The house Rafael Portuondo designed for Renaud and
Anick Doura is a romantic one with storied antecedents. An Italianate villa
built on the shores of Miami's Biscayne Bay, it is situated on one of
the many islands of the old-fashioned causeway that links Miami and Miami
Beach. With cruise ships coming and going, sailboats floating by on aqua
waters, and the downtown skyline glimmering in the distance, it has a view
that most people can only dream of.
The Douras had traveled widely, and after carefully
studying the work of master architect Andrea Palladio, they knew they
wanted their house to pay homage to those Renaissance villas of the Veneto
-- part Villa Almerico and part Villa Foscari. But the land they owned did
not sprawl across the Northern Italian countryside. It was a single city
lot, almost square in shape, "so the house needed to be
compact," said Portuondo, whose Miami firm Portuondo Perotti
Architects is known for houses that evoke the many centuries of
architectural history.
The house also needed to be very tall, with the first
habitable floor some 15 feet above sea level to comply with floodplain
requirements. To minimize this, Palm Beach landscape architects Jorge
Sanchez and Phil Maddux of the firm Sanchez & Maddux devised an elegant
solution -- a long, low staircase of French limestone and grass. The ascent
is gradual, giving the building a more solid place in the landscape.

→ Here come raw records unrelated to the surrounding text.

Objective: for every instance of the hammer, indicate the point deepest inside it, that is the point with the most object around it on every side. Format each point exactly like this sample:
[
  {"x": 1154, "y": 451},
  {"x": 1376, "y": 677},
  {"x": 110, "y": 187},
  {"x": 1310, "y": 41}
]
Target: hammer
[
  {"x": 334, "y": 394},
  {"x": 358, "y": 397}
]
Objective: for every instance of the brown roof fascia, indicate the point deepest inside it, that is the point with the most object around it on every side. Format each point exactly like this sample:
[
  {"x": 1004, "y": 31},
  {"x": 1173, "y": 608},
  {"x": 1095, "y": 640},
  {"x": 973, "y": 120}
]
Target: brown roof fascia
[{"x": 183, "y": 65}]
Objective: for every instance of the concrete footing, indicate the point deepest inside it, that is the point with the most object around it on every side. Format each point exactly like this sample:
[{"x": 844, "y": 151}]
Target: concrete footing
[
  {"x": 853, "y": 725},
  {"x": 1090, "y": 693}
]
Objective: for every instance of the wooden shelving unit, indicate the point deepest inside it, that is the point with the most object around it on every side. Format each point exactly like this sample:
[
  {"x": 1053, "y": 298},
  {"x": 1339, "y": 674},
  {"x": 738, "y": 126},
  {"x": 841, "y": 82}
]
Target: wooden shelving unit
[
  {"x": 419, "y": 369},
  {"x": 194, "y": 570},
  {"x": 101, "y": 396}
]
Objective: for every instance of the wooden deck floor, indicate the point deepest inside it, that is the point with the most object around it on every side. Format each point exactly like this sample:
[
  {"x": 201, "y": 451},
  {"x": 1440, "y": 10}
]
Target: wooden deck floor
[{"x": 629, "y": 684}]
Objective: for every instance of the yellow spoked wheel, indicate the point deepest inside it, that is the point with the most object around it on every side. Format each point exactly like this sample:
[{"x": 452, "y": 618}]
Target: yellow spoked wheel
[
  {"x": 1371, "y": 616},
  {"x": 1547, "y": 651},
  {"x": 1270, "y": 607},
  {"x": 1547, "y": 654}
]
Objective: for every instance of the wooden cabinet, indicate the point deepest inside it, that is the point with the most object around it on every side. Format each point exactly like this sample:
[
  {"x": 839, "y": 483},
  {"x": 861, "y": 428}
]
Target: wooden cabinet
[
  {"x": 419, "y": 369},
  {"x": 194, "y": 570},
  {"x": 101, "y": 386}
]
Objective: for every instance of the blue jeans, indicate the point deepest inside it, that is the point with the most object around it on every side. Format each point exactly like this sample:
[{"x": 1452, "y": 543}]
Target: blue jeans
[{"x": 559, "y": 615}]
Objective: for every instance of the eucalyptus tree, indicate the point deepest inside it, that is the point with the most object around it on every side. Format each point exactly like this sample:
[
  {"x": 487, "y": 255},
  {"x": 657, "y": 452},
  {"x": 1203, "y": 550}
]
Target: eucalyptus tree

The Douras wanted a house with a timeless air, one
that defied instant classification and that some years hence might have
observers wondering just which decade it was from. The roof is copper. All
the architectural details are stucco, and the windows are mahogany. The
columns are real, serving a structural function. "They're
traditional, engaged columns," says Portuondo. The granite walkways
are composed of 18th-century stones that were once ballast on sailing
ships.
As you face the house, limestone steps lead to the
front door, which is flanked by six royal palms almost as tall and imposing
as the house itself, along with a lavish procession of foxtail palms,
pinwheel jasmine, Japanese boxwood borders, and potted calamondin trees.